Он увлекался моделями с десяти лет. Все началось с истребителя времен Первой мировой войны, который ему подарил дядя Карл. Луис собрал почти все самолеты от «Ревелла», а годам к двадцати перешел к более крупным и сложным моделям. У него был период кораблей в бутылке, и период военной техники, и даже период огнестрельного оружия, причем эти «кольты», «винчестеры» и «люггеры» получались настолько реалистичными, что даже не верилось, что они ненастоящие. Последние пять лет Луис собирал большие круизные лайнеры. Модели «Лузитании» и «Титаника» стояли на полках в его университетском кабинете, а «Андреа Дориа», законченный перед самым отъездом из Чикаго, красовался на каминной полке в гостиной. Сейчас Луис перешел к классическим автомобилям, и если уже заведенный порядок останется в силе, то автомобильный период продлится четыре-пять лет, а потом сменится чем-то другим. Рэйчел относилась к его единственному настоящему хобби со свойственной женщинам снисходительностью и, как казалось Луису, с некоторым презрением; даже после десяти лет брака она, наверное, думала, что когда-нибудь он это перерастет. Возможно, причина отчасти заключалась в ее отце, который с самого начала считал — и не изменил свое мнение до сих пор, — что его дочь вышла замуж за полное ничтожество.
Может быть, подумал он, Рэйчел права. Может быть, лет в тридцать семь я проснусь как-нибудь поутру, отнесу на чердак все модели и займусь дельтапланеризмом.
Элли была очень серьезной и сосредоточенной.
Где-то вдалеке звонили воскресные колокола, созывавшие прихожан в церковь.
— Привет, папа, — сказала Элли.
— Привет, солнышко. Что-то случилось?
— Ничего, — отмахнулась она, но ее вид говорил о другом: что-то все же случилось, причем явно что-то серьезное. Ее только что вымытые волосы падали на плечи. Волосы у Элли уже начинали темнеть, но при таком освещении казались почти такими же светлыми, как раньше.

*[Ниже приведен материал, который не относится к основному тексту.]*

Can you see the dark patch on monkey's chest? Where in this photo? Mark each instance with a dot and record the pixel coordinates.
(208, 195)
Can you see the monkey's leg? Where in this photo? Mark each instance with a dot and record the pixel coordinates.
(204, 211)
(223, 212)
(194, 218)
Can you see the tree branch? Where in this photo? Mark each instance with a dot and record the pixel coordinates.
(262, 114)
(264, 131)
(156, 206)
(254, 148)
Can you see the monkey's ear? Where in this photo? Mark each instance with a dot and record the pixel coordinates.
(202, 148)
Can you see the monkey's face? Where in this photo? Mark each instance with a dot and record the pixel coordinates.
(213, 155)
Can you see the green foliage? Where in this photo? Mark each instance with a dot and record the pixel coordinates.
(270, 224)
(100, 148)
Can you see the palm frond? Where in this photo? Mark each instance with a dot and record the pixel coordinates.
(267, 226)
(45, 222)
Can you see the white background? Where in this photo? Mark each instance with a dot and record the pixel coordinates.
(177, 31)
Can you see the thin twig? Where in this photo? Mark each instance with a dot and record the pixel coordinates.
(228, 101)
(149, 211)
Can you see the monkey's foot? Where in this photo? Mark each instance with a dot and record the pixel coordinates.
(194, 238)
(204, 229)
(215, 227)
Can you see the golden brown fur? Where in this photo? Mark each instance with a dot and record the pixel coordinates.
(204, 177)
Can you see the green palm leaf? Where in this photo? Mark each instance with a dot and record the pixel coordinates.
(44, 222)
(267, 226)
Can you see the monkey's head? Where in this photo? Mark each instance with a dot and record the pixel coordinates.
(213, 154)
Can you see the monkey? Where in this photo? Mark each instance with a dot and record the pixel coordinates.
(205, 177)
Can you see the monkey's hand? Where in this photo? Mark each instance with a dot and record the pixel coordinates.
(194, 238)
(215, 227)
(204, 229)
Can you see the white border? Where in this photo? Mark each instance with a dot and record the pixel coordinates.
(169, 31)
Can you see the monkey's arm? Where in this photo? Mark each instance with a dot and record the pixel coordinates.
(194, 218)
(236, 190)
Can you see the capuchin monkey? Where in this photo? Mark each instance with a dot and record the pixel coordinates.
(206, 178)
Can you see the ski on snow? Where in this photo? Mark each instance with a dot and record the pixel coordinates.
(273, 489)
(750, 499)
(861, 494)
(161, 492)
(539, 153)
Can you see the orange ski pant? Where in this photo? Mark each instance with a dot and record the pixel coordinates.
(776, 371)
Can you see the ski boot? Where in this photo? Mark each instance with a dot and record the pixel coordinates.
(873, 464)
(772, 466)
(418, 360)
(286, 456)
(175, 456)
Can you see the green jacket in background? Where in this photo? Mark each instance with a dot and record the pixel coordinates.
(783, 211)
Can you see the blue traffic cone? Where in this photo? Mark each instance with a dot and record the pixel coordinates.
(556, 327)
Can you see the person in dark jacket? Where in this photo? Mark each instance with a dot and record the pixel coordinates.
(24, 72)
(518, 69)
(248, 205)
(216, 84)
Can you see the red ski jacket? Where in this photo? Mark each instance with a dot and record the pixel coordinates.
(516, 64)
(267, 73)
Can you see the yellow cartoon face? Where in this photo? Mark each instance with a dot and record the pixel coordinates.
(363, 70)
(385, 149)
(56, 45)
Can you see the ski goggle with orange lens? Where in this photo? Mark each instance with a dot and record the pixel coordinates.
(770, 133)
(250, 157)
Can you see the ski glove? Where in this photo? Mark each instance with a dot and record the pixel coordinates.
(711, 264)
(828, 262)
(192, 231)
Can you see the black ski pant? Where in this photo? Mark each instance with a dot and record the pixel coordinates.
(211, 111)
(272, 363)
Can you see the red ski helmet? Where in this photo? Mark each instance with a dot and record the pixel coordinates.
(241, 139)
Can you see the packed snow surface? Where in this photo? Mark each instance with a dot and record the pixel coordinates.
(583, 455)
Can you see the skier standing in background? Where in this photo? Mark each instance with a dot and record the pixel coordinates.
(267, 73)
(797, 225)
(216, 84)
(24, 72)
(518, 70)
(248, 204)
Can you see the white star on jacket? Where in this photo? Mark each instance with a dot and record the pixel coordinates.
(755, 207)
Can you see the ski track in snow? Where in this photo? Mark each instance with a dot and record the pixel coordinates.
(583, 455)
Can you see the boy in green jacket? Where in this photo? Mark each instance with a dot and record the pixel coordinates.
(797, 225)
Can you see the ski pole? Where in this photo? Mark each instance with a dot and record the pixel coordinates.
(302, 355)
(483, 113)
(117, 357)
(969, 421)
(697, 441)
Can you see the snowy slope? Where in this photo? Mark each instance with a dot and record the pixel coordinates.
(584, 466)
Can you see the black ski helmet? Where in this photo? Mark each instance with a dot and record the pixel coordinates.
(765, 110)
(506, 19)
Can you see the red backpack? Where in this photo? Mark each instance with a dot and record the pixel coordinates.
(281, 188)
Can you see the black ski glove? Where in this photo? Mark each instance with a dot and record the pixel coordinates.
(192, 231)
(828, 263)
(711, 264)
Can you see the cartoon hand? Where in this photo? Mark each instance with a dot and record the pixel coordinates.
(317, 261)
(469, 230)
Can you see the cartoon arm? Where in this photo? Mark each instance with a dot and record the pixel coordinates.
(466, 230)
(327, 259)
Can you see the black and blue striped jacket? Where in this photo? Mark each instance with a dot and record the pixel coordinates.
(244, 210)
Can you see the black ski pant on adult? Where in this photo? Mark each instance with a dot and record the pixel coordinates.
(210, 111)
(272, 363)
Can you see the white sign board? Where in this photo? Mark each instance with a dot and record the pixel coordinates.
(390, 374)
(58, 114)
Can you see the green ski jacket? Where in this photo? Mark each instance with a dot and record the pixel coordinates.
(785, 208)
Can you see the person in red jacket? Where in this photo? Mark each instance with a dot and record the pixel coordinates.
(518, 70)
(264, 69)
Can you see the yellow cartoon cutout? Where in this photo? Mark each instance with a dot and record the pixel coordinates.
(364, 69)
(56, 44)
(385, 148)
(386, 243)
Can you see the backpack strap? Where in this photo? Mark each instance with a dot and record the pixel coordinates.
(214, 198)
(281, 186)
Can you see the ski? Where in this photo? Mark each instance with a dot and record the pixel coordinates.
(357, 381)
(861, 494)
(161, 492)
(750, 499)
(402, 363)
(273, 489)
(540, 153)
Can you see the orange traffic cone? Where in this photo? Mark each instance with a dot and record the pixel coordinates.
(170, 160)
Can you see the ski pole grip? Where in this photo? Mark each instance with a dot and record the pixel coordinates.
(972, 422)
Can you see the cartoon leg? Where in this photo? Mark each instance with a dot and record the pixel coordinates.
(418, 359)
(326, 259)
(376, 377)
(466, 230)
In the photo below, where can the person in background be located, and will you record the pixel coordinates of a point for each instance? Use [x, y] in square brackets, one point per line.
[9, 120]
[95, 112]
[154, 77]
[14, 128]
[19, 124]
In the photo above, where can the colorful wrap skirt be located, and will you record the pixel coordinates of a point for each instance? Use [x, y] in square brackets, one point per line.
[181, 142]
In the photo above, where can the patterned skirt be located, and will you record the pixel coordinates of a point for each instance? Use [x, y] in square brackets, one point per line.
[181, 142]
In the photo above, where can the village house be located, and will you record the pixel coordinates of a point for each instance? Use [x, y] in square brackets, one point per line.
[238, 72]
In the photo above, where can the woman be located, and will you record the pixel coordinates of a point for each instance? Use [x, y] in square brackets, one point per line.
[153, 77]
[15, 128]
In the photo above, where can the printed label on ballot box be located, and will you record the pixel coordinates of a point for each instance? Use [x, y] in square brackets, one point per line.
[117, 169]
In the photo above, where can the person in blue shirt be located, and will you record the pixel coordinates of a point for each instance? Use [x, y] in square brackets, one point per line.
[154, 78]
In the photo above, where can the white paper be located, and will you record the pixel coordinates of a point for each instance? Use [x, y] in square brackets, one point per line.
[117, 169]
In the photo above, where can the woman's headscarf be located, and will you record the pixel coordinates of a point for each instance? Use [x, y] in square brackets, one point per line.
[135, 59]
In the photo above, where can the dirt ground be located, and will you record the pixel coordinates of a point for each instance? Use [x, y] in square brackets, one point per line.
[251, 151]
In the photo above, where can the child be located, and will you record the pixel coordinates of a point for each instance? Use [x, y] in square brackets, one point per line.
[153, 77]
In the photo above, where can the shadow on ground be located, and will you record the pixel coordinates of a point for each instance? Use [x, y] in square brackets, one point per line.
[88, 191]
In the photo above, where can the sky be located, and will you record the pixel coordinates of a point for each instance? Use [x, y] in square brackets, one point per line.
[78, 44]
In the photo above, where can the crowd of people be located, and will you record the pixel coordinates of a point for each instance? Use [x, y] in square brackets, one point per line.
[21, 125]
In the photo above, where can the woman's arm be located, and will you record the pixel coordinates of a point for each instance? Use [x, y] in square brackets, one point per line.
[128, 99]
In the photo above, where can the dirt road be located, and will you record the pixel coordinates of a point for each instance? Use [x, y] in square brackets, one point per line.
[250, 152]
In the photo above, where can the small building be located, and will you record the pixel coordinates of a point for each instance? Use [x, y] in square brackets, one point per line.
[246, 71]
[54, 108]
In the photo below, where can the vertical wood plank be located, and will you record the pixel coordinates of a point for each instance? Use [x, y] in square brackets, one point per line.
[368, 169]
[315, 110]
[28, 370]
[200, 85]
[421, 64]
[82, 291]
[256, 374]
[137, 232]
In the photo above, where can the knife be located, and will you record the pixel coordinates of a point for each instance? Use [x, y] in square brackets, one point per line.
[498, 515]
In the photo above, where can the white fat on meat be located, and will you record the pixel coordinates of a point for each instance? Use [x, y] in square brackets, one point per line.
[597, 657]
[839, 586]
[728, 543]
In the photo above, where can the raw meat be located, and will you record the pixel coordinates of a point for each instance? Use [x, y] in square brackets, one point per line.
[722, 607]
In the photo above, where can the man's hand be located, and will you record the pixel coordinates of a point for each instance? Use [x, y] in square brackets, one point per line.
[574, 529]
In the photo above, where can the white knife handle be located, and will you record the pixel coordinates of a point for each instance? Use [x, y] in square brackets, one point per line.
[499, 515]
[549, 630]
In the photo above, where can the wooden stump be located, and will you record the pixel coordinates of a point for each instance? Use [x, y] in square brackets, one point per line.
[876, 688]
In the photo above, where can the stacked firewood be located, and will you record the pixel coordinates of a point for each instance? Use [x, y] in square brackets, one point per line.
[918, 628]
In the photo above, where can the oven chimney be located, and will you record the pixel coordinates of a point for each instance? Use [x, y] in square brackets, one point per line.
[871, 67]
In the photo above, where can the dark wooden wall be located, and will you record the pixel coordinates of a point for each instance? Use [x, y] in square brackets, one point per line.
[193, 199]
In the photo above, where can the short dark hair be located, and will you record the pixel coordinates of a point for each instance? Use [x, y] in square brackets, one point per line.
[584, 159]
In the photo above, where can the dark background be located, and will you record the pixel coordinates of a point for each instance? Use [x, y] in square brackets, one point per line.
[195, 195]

Она была в платье, и Луис вдруг понял, что его дочь почти всегда надевает платье по воскресеньям, хотя в церковь они не ходят. — А что ты клеишь?
Аккуратно прилаживая на место брызговик, Луис принялся объяснять.
— Вот, посмотри. — Он бережно вручил Элли крошечный колпак колеса. — Видишь эти буковки «R»? Пустячок, а приятно, да? Если мы поедем в Чикаго на День благодарения, то полетим на «эл десять-одиннадцать», и там на двигателях будут точно такие же буковки «R».
— Подумаешь, буковки. — Элли отдала ему колпак.
— Не «подумаешь, буковки», а эмблема «Роллс-ройса», — сказал Луис. — Вот когда у тебя будет достаточно денег, чтобы позволить себе «роллс-ройс», тогда можно будет немного поважничать. Я вот решил, что когда заработаю второй миллион, то непременно куплю «роллс-ройс». И если Гейджа будет укачивать, пусть его рвет на натуральную кожу.
И кстати, Элли, что у тебя на уме? Но с Элли такое обычно не проходило. Она только замкнется, если задать вопрос в лоб. Она вообще не любила рассказывать о своих чувствах. И Луису нравилась эта черта характера.
— А мы богатые, папа?
— Нет, — ответил он. — Но голодать мы точно не будем.
— Майкл Бернс в садике говорит, что все врачи богатые.
— Ну, скажи Майклу Бернсу, что многие врачи могут разбогатеть, но на это уходит лет двадцать… а в университетской поликлинике вряд ли разбогатеешь, даже если ты там начальник. Разбогатеть можно, если ты узкий специалист. Гинеколог, ортопед или невролог. Вот они богатеют быстрее. А такие обыкновенные терапевты, как я, — помедленнее.